KUHN: Just as he's speaking, news comes that Anwar has unexpectedly been acquitted of the sodomy charges. The crowd erupts in celebration.

(SOUNDBITE OF CHEERING)

KUHN: Adam has made headlines by demanding the abolition of the University and University Colleges Act. That act bans students from joining or even speaking in support of political parties. Adam slams the act as an attempt by the education authorities to stifle free speech and impose conformity on students.

ADLI: They centralize everything. They even centralize how you think, how you learn. So the graduates will become people with no passion, people with no interest in social and political issues.

KUHN: The act was born out of Malaysia's race riots of 1969. Student protests followed, led by Anwar Ibrahim, who was then a student firebrand. The protests shook the government which responded by drafting the Universities Act in 1971.

University of Malaya political economist Terence Gomez says the government fears Adam Adli now, much as it feared Anwar Ibrahim four decades ago

PROFESSOR TERENCE GOMEZ: The Adli case is a case of the spark that has ignited a fire.
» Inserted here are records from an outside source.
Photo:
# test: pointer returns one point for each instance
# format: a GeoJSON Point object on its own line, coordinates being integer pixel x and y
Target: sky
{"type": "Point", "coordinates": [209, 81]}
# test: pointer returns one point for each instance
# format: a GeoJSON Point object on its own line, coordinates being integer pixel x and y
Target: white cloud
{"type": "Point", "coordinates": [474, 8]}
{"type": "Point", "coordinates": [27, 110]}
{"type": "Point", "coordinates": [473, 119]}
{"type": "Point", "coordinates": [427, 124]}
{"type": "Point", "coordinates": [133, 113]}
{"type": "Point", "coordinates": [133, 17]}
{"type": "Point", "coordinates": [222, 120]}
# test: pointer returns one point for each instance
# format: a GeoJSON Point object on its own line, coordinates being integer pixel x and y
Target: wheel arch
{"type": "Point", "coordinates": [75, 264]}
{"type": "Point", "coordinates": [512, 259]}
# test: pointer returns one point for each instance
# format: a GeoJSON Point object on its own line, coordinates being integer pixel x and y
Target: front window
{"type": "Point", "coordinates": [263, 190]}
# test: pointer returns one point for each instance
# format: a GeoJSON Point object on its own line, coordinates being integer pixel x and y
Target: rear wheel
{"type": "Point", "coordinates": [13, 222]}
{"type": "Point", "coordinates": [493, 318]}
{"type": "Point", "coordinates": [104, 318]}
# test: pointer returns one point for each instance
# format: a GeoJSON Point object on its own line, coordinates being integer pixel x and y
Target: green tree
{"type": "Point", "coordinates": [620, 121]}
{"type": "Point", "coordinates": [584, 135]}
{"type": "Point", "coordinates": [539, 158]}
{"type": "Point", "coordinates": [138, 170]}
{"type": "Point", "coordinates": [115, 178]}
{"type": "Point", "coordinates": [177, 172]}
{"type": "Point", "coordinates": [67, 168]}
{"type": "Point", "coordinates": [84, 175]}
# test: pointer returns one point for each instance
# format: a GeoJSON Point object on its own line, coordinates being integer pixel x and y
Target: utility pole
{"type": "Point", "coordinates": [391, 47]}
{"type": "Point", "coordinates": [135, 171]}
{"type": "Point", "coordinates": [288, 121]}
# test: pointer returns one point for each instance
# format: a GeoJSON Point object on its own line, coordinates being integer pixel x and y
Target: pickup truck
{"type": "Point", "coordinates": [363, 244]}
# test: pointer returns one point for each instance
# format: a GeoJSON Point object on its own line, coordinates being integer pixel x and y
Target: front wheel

And the government is extremely worried that this movement is going to spread and become a movement that can overthrow this government.

KUHN: Gomez says the current government has failed to deliver on its promise of democratic reforms. Recent protests against laws which limits civil liberties, such as the Internal Security Act of 1960, have produced what critics say are mostly cosmetic changes.

Gomez argues that by limiting academic freedom, the Universities Act has hurt Malaysian higher education. This has sent disaffected youth flocking to the opposition, led by Anwar Ibrahim. Anwar has pledged to oust the current government in elections expected this year.

GOMEZ: The youth are being left behind because of public policies. Look at the kind of education that they're getting. They are now unemployable because of the poor quality of education that they're getting. They've got a lot to be upset about.

KUHN: Hours after the High Court acquitted Anwar Ibrahim, university authorities suspended Adam Adli for three semesters. His offense: Pulling down a picture of Prime Minister Najib Razak during a protest march. The authorities declined to be interviewed.

Adam emerges from the school's gates to find fellow students hemmed in by police with shields and truncheons.

ADLI: (Foreign language spoken)

KUHN: The struggle is not mine alone, he tells his classmates, we're all in this together.

(SOUNDBITE OF PROTESTERS)

KUHN: Law student Abdullah Aziz agrees. He says that Adam and other students are paying a high price just for exercising their legal rights.

ABDULLAH AZIZ: The ruling party labeled us as the opposition. We don't want that kind of label. We are not opposition. We are not paid by any political party to be in politics. We are students, we have our own idealism and that is what we are fighting for.

KUHN: Adam Adli is visibly shaken by his punishment but still defiant.

ADLI: This is so unconstitutional. Where is the students' right? Where's the human right in here? They say I give a bad image to the university and also brought chaos to the country.

KUHN: In a quiet moment before his hearing, though, Adam confided that he's already gotten offers from other universities willing to take him in if he's expelled. He says he's content to be a student activist. And he shudders at the idea of a career in the stuffy, stodgy arena of elite politics.

ADLI: It's so not for young people like me.

(SOUNDBITE OF LAUGHTER)

ADLI: You see, I'd rather be Che Guevara than Fidel Castro.

KUHN: Anthony Kuhn, NPR News, Kuala Lumpur.